# Chunk



## Sivaro (Sep 19, 2008)

Sorry to hear about this mm. Maybe a heart attack. 

Didnt realise you had so many other dogs there.

:hug: to you and hubby, thats sad news.


----------



## mercymoon (Aug 29, 2008)

Sivaro said:


> Sorry to hear about this mm. Maybe a heart attack.
> 
> Didnt realise you had so many other dogs there.
> 
> :hug: to you and hubby, thats sad news.



Thanks, Sivaro. It's just so strange. 

We did have five dogs, but I let a lady who's puppy got ran over 
whom she was extremely attatched to adopt our rat terrier "Scotty."
I know he is well taken care of. So now with Chunk's death we 
only havethree dogs now, My two poos and nero our Catahoula.


----------



## Sivaro (Sep 19, 2008)

Yes its strange. Sometimes when there is crossbreeds just not knowing what problems are in the lines could be the answer. He may have had cardio or something. Not sure whats behind the schnauzers, similar problems to poodles but some different problems. Unless he was autopsied you may never know.

So sorry for your loss.


----------



## CurlyDog (Aug 20, 2008)

Oh, mercymoon I'm so sorry. I just can't imagine losing a pup so young. I can certainly understand how painful it must be.

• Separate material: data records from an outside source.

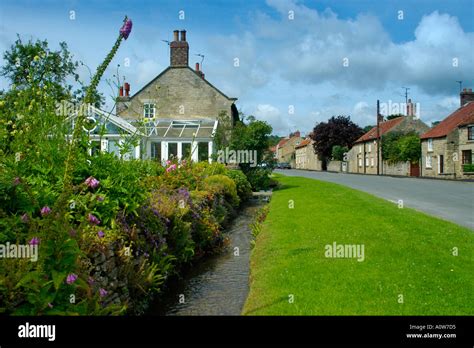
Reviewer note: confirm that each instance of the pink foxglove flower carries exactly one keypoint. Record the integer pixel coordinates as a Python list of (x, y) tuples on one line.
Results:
[(93, 220), (45, 210), (170, 168), (102, 292), (34, 241), (24, 218), (92, 182), (126, 29), (71, 278)]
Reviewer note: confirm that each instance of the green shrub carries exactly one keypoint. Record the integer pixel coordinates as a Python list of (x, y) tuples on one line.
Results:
[(244, 189), (259, 178), (224, 185)]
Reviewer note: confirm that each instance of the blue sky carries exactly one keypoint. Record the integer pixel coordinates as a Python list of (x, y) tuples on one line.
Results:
[(285, 64)]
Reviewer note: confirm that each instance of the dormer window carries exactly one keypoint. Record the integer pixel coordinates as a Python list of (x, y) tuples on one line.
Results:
[(430, 144), (149, 110)]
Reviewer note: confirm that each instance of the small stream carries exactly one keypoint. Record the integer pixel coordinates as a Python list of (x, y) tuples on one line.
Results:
[(216, 285)]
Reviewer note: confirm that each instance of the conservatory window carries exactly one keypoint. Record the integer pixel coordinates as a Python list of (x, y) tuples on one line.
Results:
[(149, 110)]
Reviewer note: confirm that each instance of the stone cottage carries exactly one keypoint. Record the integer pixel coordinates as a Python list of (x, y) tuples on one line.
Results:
[(448, 147), (364, 157), (175, 115), (305, 156), (285, 149)]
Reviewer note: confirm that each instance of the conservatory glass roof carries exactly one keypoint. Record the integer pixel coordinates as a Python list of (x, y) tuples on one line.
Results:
[(180, 129)]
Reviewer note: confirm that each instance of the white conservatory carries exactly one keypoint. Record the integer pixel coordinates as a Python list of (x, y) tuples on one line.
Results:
[(159, 139)]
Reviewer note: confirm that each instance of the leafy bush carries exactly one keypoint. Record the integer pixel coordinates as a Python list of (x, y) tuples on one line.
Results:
[(338, 152), (259, 178), (244, 189)]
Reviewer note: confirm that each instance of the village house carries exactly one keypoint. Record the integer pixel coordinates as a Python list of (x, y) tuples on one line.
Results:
[(364, 157), (305, 156), (175, 115), (285, 149), (448, 146)]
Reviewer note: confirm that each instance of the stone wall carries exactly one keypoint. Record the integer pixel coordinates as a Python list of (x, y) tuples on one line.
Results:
[(307, 159), (111, 272), (399, 168), (334, 166)]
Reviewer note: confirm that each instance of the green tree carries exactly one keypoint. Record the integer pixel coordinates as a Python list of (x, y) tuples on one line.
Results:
[(338, 152), (401, 147), (338, 130), (31, 63)]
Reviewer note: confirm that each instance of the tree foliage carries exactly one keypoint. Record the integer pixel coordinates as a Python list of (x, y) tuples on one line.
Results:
[(31, 63), (401, 147), (338, 130), (338, 152)]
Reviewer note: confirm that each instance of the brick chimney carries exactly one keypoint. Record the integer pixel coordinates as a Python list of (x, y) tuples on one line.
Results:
[(411, 108), (179, 50), (123, 100), (466, 96), (199, 72)]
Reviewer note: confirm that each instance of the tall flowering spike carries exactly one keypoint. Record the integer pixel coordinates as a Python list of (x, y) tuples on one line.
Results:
[(126, 28), (45, 210), (61, 202), (92, 182), (71, 278)]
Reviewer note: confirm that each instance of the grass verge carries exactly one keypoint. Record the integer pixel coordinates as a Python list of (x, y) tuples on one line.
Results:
[(409, 266)]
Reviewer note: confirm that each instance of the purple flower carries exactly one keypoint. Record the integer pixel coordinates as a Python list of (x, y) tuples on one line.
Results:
[(170, 168), (24, 218), (34, 241), (92, 182), (126, 29), (45, 210), (102, 292), (93, 220), (71, 278)]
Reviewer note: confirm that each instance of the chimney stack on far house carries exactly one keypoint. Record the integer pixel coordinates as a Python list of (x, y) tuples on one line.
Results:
[(411, 108), (199, 72), (179, 50), (466, 96)]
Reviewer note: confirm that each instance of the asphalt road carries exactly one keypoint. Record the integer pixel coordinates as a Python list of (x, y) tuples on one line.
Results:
[(449, 200)]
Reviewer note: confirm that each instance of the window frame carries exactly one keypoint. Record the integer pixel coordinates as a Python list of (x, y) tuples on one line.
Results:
[(430, 145), (429, 161), (146, 107)]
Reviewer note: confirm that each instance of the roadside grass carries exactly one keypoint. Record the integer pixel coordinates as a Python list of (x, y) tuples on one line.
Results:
[(407, 253)]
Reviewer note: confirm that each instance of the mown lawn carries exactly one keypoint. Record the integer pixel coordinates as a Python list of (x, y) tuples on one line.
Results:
[(406, 253)]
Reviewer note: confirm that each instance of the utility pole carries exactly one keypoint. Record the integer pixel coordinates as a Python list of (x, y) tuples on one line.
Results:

What do y'all think about a new section: In memoriam
We can start with a tribute to Chunk.


----------



## FUZBUTZ (Aug 23, 2008)

Really sorry to hear about "Chunk" Mercymoon. Sure wonder what happened to him. Thats just so sad. AND Yes, CurlyDog, I agree with you, the doggie tribute section you mentioned would be very nice.


----------



## SECRETO (Aug 20, 2008)

Wow MM, that's too bad. I wonder what happened. Is there anything around the house he could of got, poison or anything ? Any weird neighbors next door? You just never know about people these days.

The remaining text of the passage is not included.